Bilal aveva ottimi rapporti anche in Cisgiordania. Cosa molto importante dal momento che, come organizzazione no-profit, dipendevamo dal governo dell’Autorità Palestinese, malgrado fosse Hamas a governare Gaza. Quando avevamo un problema, era sempre Bilal a risolverlo, sia a Gaza che in Cisgiordania. Lavorava senza sosta, era brillante e conosciuto da tutti. Negli ultimi mesi prima della guerra, quando la Press House-Palestine era diventata sempre più un luogo di incontro per diplomatici e giornalisti, ha avuto la tentazione di sfruttare la sua notorietà, cominciando ad avere ambizioni più politiche che giornalistiche. Voleva fare qualcosa di diverso rispetto al giornalismo. Ma la granata sparata dal carro armato ha messo fine alle sue ambizioni e ai suoi sogni.

Abbiamo perduto tanti colleghi

Oggi, su richiesta del Consiglio di Amministrazione, sono io che ho assunto la direzione della Press House-Palestine. Non era la mia massima aspirazione, perché non amo essere sotto i riflettori.
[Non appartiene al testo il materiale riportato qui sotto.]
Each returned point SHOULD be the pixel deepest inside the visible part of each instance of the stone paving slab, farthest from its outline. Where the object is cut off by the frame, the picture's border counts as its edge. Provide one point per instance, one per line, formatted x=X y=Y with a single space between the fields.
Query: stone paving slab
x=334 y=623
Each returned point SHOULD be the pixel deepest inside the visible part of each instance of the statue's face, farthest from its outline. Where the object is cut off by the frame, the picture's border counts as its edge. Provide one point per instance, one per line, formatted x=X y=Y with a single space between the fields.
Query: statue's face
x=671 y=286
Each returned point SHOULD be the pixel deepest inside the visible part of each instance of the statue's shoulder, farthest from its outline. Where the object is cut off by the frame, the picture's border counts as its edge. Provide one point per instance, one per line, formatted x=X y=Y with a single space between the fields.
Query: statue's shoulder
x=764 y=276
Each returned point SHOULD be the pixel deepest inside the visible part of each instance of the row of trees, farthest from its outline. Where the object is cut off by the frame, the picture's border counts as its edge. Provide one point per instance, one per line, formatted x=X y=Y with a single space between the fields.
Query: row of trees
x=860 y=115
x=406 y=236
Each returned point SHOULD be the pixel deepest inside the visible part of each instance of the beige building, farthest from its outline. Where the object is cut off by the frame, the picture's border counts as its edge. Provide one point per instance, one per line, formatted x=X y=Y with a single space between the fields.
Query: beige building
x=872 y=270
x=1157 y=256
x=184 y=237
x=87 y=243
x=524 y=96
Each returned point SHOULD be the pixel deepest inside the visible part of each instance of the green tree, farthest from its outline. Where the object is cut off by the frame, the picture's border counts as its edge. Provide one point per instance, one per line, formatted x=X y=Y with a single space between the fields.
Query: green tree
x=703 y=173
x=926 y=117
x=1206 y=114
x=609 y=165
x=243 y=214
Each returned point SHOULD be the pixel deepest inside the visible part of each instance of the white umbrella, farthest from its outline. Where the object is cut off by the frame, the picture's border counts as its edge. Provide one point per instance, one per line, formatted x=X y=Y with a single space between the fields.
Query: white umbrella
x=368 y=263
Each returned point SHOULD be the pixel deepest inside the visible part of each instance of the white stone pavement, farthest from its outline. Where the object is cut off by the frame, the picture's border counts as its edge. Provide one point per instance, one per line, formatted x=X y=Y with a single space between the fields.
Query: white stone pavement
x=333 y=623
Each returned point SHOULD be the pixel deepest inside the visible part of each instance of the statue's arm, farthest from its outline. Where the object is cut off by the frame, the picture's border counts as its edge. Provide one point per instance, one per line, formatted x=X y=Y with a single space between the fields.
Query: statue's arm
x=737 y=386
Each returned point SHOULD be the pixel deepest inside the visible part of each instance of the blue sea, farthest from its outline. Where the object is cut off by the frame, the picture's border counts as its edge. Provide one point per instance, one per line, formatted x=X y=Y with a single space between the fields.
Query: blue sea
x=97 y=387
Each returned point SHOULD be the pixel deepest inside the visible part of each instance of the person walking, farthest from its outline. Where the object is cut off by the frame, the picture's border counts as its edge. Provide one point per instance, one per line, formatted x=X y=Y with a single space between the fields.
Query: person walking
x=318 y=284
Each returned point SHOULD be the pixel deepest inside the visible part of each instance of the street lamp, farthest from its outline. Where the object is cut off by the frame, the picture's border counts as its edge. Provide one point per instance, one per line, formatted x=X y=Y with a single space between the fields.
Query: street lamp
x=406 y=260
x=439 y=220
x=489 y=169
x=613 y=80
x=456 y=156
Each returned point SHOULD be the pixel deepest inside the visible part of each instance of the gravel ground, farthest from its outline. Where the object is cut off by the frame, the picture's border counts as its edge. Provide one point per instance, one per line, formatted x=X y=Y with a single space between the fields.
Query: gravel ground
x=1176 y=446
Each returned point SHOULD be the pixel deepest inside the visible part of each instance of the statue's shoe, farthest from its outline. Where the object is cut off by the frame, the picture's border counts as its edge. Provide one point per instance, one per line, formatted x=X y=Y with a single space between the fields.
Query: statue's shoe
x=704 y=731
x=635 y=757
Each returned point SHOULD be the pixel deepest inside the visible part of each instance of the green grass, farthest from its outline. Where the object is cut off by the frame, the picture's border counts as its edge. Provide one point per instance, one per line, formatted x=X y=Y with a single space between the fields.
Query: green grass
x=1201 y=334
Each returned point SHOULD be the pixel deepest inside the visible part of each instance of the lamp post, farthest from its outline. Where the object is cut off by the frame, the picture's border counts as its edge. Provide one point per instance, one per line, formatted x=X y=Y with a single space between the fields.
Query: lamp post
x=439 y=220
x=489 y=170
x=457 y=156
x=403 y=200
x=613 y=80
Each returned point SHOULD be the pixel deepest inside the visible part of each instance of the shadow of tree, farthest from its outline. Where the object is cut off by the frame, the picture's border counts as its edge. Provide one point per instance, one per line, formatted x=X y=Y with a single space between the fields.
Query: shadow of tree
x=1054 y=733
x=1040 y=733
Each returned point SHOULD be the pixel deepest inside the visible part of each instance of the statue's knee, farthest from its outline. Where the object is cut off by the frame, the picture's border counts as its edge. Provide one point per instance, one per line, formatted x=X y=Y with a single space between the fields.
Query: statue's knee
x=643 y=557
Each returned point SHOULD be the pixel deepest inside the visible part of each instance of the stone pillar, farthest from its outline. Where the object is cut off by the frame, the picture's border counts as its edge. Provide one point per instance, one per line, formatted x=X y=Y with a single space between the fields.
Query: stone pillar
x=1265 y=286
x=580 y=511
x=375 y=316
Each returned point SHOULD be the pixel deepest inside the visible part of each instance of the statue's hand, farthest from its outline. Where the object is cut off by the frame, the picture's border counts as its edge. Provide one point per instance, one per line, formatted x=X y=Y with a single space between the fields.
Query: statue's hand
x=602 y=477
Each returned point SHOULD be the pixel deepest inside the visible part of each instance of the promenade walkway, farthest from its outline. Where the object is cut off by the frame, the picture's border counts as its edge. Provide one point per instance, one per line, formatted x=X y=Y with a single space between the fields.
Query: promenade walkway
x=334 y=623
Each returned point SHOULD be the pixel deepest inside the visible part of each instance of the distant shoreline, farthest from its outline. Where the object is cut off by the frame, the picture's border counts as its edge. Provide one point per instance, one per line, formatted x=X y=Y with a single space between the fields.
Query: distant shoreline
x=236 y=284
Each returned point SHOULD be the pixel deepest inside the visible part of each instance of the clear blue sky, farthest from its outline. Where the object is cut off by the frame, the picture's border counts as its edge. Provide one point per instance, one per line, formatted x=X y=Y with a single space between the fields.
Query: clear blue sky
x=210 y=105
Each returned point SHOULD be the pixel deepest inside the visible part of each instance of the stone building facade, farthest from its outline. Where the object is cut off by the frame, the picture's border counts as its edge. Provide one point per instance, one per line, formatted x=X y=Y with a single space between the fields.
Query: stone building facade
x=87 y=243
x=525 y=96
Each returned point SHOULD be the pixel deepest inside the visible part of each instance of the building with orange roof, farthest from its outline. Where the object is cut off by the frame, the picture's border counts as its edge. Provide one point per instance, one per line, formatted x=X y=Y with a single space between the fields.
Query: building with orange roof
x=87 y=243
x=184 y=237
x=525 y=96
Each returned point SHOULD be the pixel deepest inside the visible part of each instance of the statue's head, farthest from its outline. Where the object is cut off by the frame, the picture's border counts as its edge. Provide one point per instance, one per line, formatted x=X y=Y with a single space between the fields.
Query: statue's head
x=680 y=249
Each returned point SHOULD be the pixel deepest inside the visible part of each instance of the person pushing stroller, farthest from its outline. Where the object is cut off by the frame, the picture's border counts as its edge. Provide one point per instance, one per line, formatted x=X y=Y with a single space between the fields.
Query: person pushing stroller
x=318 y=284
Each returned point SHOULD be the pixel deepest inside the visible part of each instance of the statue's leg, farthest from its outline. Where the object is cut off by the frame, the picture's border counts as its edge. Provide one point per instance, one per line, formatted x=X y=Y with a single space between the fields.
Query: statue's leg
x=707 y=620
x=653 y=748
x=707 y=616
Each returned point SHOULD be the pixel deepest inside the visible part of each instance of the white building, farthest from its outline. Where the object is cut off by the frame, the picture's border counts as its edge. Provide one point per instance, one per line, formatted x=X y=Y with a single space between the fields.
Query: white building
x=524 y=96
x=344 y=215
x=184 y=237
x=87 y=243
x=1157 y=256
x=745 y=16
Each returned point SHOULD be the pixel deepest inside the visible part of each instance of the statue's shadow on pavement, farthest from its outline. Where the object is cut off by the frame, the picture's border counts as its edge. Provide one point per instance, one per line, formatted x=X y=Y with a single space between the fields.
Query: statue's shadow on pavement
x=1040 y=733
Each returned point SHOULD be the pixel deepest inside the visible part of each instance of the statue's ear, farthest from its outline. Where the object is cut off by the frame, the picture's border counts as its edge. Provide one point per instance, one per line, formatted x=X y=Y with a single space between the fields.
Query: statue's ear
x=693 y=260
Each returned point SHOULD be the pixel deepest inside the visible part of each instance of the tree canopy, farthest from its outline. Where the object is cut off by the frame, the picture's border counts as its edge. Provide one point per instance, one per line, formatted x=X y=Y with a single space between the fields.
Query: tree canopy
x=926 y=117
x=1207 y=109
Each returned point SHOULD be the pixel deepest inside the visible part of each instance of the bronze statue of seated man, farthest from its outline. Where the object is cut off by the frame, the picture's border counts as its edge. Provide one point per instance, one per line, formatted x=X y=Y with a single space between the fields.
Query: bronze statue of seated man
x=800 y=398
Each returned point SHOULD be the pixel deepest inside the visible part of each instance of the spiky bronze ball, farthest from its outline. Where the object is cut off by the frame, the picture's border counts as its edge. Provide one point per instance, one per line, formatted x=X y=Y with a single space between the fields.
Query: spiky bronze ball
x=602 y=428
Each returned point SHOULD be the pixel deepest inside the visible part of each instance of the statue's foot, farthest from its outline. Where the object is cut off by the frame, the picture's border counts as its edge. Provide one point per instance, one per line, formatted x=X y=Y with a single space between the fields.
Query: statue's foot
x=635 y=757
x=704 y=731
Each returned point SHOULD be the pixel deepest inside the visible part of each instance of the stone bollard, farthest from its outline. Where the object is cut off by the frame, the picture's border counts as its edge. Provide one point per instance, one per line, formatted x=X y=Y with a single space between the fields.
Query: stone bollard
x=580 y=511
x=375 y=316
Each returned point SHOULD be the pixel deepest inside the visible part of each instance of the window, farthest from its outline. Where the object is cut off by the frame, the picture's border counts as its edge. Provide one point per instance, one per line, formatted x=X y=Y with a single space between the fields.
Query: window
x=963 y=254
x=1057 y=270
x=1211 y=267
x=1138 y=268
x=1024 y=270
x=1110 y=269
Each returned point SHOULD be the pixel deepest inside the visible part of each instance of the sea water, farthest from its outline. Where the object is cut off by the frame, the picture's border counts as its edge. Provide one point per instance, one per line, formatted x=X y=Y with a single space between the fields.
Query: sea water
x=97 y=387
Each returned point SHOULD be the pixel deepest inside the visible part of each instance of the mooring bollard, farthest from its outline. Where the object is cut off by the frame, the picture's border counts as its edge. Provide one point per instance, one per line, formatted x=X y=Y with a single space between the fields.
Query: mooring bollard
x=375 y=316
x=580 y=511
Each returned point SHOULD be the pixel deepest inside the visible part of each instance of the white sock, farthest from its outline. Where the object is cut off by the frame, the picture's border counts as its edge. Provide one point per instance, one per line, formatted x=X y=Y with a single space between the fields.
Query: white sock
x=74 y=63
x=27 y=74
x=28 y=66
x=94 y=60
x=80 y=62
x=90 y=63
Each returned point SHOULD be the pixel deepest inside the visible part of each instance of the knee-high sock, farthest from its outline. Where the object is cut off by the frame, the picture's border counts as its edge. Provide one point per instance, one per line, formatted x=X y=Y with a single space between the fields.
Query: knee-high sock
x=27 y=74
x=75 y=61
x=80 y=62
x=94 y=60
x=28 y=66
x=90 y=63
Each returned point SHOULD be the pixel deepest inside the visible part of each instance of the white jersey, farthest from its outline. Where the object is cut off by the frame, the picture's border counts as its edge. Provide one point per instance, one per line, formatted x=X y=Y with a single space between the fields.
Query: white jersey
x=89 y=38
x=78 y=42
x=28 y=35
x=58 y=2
Ma dovevo farlo, perché c’erano tante questioni amministrative in sospeso: dipendenti che non hanno ricevuto lo stipendio, persone che hanno realizzato dei servizi e non sono state pagate, ecc. Era Bilal che gestiva tutto, dai rapporti con la banca all’amministrazione, fino all’apporre le firme. Abbiamo avuto molti problemi a sistemare tutte le questioni dopo la sua morte. Alla fine, abbiamo trovato l’accordo che sarei stato io ad assumere temporaneamente la direzione dell’organizzazione, fino alla fine della guerra.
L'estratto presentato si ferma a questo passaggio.